Farmscape for April 29, 2022
|Full Interview 10:35||Listen|
An Associate Professor with the Western College of Veterinary Medicine says humans present the greater risk of transmitting avian influenza than do pigs. Last week the provincial government reported that a highly pathogenic avian influenza has been confirmed in a commercial poultry flock and in a backyard flock in Saskatchewan. Dr. Susan Detmer, an Associate Professor with the Western College of Veterinary Medicine, says people have been asked to restrict movements of birds including pet birds and falcons and to not take birds to shows to reduce the risk that they could pick up, transmit and spread the virus.
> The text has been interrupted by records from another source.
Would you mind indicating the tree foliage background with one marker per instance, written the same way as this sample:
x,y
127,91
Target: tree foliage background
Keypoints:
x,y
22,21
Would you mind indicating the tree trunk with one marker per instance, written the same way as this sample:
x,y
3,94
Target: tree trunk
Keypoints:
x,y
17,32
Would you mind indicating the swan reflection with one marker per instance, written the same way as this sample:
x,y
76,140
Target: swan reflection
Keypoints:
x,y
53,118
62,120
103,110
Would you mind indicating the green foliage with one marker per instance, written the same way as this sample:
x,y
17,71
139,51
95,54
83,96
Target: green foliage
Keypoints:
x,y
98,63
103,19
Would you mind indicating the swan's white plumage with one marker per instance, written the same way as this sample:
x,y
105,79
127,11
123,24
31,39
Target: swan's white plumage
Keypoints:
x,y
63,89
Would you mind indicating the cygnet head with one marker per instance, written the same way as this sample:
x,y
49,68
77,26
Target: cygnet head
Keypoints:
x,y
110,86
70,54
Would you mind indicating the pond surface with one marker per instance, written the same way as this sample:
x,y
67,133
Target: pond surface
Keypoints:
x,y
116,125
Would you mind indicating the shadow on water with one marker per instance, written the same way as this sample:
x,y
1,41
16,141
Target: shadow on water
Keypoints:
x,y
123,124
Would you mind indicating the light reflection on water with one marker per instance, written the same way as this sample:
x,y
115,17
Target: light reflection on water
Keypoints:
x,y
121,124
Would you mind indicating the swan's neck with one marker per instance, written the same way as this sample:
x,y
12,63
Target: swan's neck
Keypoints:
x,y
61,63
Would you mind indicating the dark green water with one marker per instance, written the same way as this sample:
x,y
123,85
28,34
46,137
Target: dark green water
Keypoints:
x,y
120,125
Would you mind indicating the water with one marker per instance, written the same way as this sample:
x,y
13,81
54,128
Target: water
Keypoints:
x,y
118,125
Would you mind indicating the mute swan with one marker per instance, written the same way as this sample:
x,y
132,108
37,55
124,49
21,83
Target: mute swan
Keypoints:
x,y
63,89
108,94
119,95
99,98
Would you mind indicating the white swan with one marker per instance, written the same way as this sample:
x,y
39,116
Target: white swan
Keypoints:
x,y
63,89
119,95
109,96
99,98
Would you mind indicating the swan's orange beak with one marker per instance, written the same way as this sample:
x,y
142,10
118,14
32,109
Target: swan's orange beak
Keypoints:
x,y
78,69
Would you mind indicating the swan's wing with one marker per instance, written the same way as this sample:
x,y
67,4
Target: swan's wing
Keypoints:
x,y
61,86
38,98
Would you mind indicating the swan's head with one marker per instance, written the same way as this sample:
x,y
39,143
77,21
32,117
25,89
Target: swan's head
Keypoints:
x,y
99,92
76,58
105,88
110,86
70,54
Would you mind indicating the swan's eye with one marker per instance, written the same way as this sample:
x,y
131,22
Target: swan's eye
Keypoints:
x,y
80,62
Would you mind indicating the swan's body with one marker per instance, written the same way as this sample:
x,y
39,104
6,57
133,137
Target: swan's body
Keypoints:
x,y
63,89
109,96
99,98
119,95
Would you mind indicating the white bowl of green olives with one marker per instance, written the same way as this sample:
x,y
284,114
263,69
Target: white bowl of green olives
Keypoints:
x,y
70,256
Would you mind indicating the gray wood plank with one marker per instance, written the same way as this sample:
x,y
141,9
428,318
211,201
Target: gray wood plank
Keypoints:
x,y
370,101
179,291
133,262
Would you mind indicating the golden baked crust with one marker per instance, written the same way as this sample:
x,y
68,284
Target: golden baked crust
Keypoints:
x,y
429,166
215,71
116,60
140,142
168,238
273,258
Clip-Dr. Susan Detmer-Western College of Veterinary Medicine:
A lot of people are concerned about pigs. There have been a limited number of cases where avian influenza has gone into pigs but we have very good biosecurity measures on hog farms in Canada and the United States and, if we keep those measures up, we know that we don’t have to be too concerned because of the way that pigs actually get avian influenza. The receptors are only in the lower respiratory tract and it’s the same case for humans so the chance of it getting in there is very limited. About 20 years ago pigs were defamed as a potential mixing vessel for avian flu to turn it into some virus that would get into humans. It’s important to note that humans and pigs have the same receptors in the same locations throughout their respiratory tract and pigs do not usually come into contact with birds but humans do.
Dr. Detmer suggests we need to be more concerned about whether or not the humans are protected properly and preventing zoonotic transmission in those cases.